La primera vez que se lo cambiaron de sitio, el coche apareció a diez metros de donde lo había aparcado. Pensó que se había equivocado, que tal vez había tenido un lapsus de memoria. Se fue a casa confundido pero no enfadado.
La segunda vez tardó tres horas en encontrar el vehículo, que apareció en el mismo número y letra del parking pero dos plantas más abajo.
La tercera vez supo que el coche estaría fuera del centro comercial. Y así fue.
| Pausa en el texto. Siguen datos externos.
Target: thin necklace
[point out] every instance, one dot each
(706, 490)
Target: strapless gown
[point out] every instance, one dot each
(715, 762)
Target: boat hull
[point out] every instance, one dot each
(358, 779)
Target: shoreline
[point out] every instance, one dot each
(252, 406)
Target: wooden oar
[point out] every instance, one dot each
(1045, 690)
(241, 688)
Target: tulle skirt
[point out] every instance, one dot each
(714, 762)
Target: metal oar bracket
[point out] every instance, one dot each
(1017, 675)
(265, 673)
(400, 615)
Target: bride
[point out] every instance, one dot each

La cuarta lo buscó por las calles del barrio próximo al centro comercial hasta que lo encontró en un descampado.
La quinta lo aparcó en el descampado, anduvo cincuenta minutos hasta el centro comercial, entró a trabajar, salió y lo encontró en el parking, en el mismo lugar en el que lo había dejado la primera vez que se lo cambiaron de sitio.
Pensó que allí terminaba la broma. Pero la sexta vez el coche no apareció y tuvo que volverse en taxi. Cuando doblaban la última a la derecha para enfilar su calle, le pareció que alguien conducía su coche en dirección contraria. Se estaba fijando en la matrícula cuando el ladrón echó su coche contra el taxi. Ahí fue donde, ahora sí, terminaba la broma.